La salle des alambics a été restaurée bloc de pierre par bloc de pierre, telle qu’en 1819, à l’époque victorienne qui la vit naître. La paire de pot stills, retapée à neuf par Abercrombie (le chaudronnier de Diageo), a retrouvé ses condenseurs en serpentins, et un mash tun traditionnel ouvert équipé d’un râteau est venu rejoindre l’équipement. « Nous avons cherché à reproduire aussi précisément que possible les conditions de production de 1983 [date de la fermeture] afin de recréer le distillat de l’époque », insiste Stewart Bowman, le maître distillateur, sur mon écran poussiéreux (note à moi-même : penser à refermer le capot du Mac plus souvent, ou à écrire moins).

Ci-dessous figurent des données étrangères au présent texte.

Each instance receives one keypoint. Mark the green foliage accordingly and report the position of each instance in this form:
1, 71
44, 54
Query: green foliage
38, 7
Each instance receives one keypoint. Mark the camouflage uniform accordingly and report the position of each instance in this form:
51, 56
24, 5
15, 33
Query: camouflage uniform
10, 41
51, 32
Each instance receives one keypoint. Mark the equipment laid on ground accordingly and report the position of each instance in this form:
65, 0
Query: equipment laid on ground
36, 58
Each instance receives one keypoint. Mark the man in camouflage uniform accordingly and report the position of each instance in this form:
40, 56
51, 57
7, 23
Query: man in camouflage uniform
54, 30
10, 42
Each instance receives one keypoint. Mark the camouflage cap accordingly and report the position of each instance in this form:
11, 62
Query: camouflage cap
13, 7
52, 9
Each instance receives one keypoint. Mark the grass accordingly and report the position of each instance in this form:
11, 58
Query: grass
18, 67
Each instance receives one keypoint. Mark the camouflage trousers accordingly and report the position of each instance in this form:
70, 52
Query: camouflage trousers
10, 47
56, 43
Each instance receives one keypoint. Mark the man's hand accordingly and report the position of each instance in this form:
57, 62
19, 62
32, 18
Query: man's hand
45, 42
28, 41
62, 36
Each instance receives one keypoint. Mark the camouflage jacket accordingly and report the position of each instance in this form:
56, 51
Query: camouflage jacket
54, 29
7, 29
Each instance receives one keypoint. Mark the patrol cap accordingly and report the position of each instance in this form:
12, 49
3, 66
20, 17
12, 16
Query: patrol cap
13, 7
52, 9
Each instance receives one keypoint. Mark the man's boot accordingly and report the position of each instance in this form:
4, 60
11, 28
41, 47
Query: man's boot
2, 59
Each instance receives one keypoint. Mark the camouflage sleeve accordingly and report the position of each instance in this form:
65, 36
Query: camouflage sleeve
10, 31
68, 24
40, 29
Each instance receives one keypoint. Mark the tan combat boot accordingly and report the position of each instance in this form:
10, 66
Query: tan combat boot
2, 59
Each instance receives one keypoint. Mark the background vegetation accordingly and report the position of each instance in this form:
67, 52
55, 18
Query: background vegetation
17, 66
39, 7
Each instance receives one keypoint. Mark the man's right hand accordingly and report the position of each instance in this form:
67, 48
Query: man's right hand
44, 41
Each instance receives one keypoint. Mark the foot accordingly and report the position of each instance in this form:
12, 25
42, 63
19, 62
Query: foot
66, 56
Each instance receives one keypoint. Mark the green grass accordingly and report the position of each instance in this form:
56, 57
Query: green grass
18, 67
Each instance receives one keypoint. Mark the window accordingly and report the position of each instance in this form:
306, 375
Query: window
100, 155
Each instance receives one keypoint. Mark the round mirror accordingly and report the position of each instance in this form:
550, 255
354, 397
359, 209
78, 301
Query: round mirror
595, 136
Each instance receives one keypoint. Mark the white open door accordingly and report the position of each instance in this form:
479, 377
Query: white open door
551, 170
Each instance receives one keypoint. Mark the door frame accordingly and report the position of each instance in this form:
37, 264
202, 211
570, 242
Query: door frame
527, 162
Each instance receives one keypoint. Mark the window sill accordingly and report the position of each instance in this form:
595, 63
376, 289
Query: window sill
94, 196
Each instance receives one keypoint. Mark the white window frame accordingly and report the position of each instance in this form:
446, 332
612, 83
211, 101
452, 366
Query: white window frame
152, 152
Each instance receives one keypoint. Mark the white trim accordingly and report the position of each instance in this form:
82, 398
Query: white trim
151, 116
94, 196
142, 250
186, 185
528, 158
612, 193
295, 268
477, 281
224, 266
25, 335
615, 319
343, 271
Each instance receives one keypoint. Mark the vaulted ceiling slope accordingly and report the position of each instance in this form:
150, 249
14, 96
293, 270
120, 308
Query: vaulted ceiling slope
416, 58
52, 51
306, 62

Comment retrouve-t-on le goût du passé ? A 11 heures BST et des brouettes, le 19 mai 2021, les éléments de réponse tombent. En interrogeant les anciens employés, en étudiant les registres, les notes dans les archives – mais il restait des gaps, reconnaît Joanne McKerchar. On peut reproduire le process déséquilibré de Brora, la gravité du moût, les coupes de distillation, on peut utiliser le même malt tourbé venu de Glen Ord. Mais quand on sait le nombre de paramètres microscopiques qui triturent le flot du new make, allez donc réveiller la légende sans séquelles…

« C’était un défi merveilleux, l’un des plus enrichissants de ma carrière, confesse l’immense Jim Beveridge, maître assembleur de Diageo. Je me suis souvenu d’avoir dégusté tous les stocks de Brora dans les années 1980, l’un de mes tout premiers jobs chez Diageo. » Pause. Oui, un jour, un homme a été rémunéré pour boire du Brora. Play. « En échantillonnant les vieux fûts dans les chais, en reprenant d’anciennes notes de dégustation, on a petit à petit bâti une image du new make. Et nous avons ensuite pu adapter les process de fabrication pour transformer cette vision du liquide en réalité. J’espère que nous avons réussi à rester fidèle au passé, tout en étant meilleur que par le passé. »

Brora redux crachera 800.000 litres d’alcool pur annuels en neutralité carbone, avec de l’énergie renouvelable produite sur place – les considérations de développement durable et le souci d’efficacité posant des limites encourageantes à la reproduction à l’identique. L’avenir nous dira le reste, car pris dans l’étau déformant du Zoom, avouons que le mythe a bien du mal à sortir du placard.

Pourtant, à pas loin de 11h30 BST le 19 mai 2021, devant l’écran du MacBook, voir Stewart Bowman remplir à la pompe le premier fût de Brora comme on ferait le plein de la Smart, devant le doux regard de Jim Beveridge, avant d’aller sonner la cloche… Eh bien ça m’a fait quelque chose. Ce n’est pas tous les jours qu’on ramène un fantôme à la vie sans bouche-à-bouche – puisqu’il faudra bien sûr patienter pour goûter.

Les grilles ornées d’une tête de chat sauvage en fer forgé s’ouvriront au public dès juillet, sur réservation (via le site Brora.com). Deux tours au programme, incluant déjeuner et dégustations de collectors : Brora Awakened (3 h sur la résurrection, 300£) et The Eras of Brora (4 à 5h, 600£). Vous savez maintenant ce que vous ferez cet été, avec un masque mais sans tuba.